1)What is macro and micro economics? What are the main differences?
2)What will make the demand line shift?
3)What will make the supply line shift?
1)Macroeconomics refers to an economy's overall performance, whether on a national, regional, or global scale. In contrast, microeconomics refers to the economics branch that focuses on how individuals or consumers react to economic agents. The two types of economics have significant differences, such as; microeconomics focuses on individual markets, whereas macroeconomics deals with the economy. Microeconomics explains individual consumer behavior, whereas macroeconomics is concerned with the aggregate demand. Furthermore, microeconomics involves externalities that arise from consumption and production. In contrast, macroeconomics involves inflation and unemployment and how they affect the economy.

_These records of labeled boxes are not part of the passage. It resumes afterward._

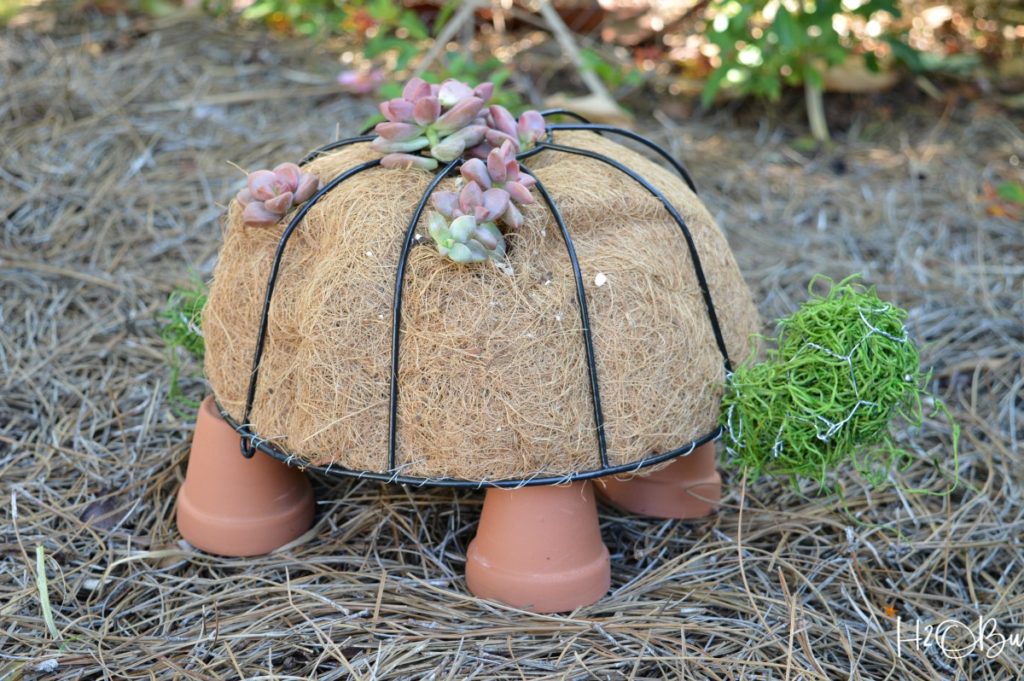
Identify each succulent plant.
[484,104,547,152]
[427,211,507,267]
[371,78,547,271]
[236,163,321,227]
[372,78,495,169]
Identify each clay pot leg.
[466,482,611,612]
[177,397,315,556]
[596,442,722,519]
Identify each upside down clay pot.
[466,482,611,612]
[596,442,722,519]
[177,396,314,556]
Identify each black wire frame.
[228,110,731,487]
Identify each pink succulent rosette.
[236,163,321,227]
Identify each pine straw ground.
[0,10,1024,680]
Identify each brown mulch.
[0,6,1024,681]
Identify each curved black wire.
[232,109,731,487]
[387,158,462,471]
[519,165,608,468]
[299,135,376,166]
[538,109,591,125]
[548,123,697,194]
[538,142,732,372]
[242,159,381,459]
[217,405,722,490]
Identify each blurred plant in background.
[24,0,1024,141]
[157,276,208,417]
[703,0,921,141]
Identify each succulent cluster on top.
[427,140,537,271]
[237,78,547,271]
[372,78,546,268]
[236,163,321,227]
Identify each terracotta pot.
[596,442,722,519]
[466,482,611,612]
[177,396,315,556]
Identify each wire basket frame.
[217,109,732,487]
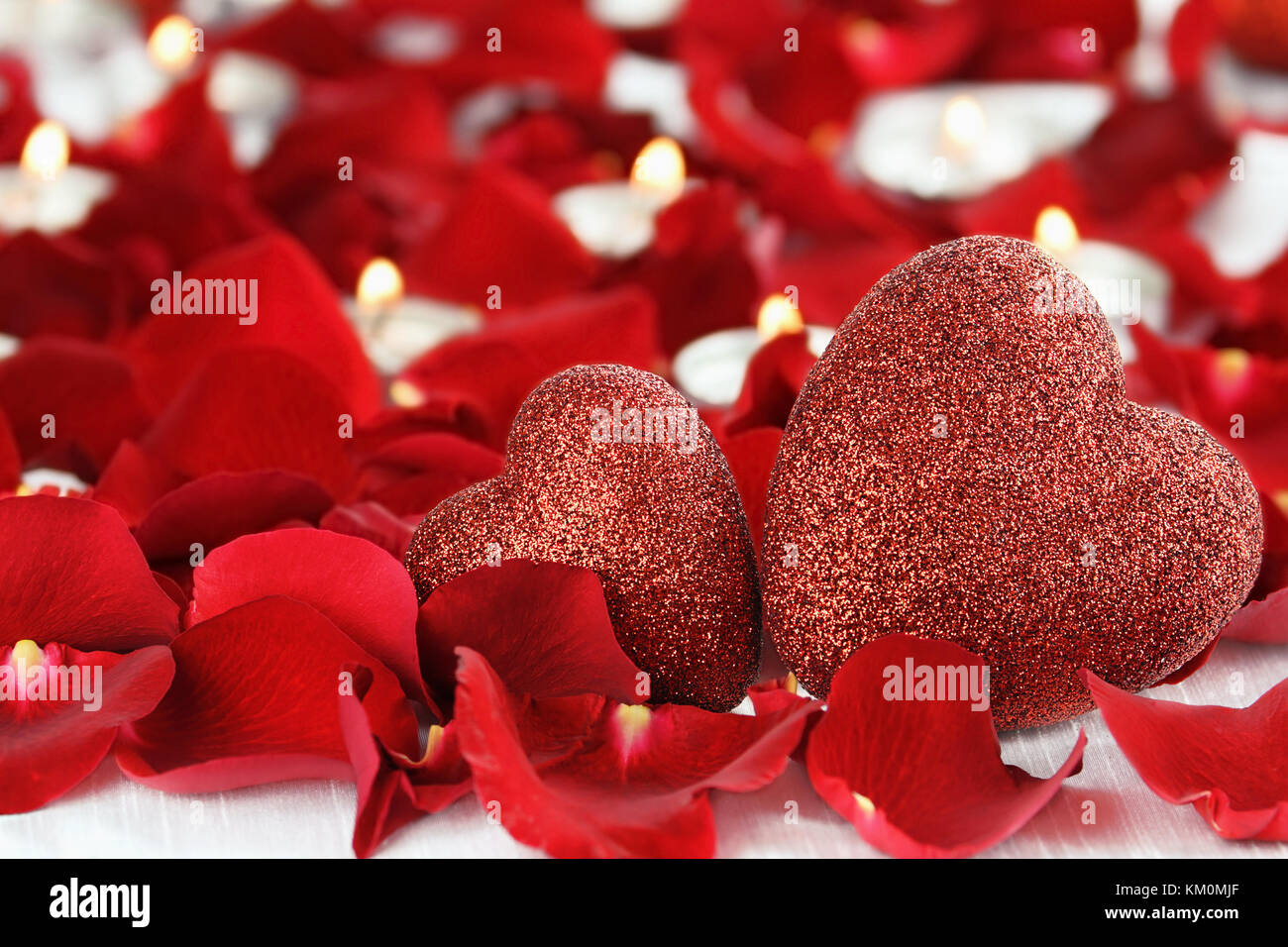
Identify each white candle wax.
[554,180,670,261]
[345,296,482,376]
[1190,132,1288,279]
[0,164,115,235]
[840,82,1113,200]
[671,326,836,407]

2)The demand line can either shift leftward or rightward depending on different factors. When the demand curve shifts leftwards, it means there is a decline in the demand, and when the demand curve shifts rightwards, it means there is a rise in the demand. Also, the factors that will shift the demand curve includes consumers' income, consumer tastes, consumer preferences, the price of the related goods, et cetera.
3)The supply line will shift when there are changes in the factors other than the own price of the product/services. These factors include a change in factor prices, natural conditions, technological progress, transport facilities, and taxes.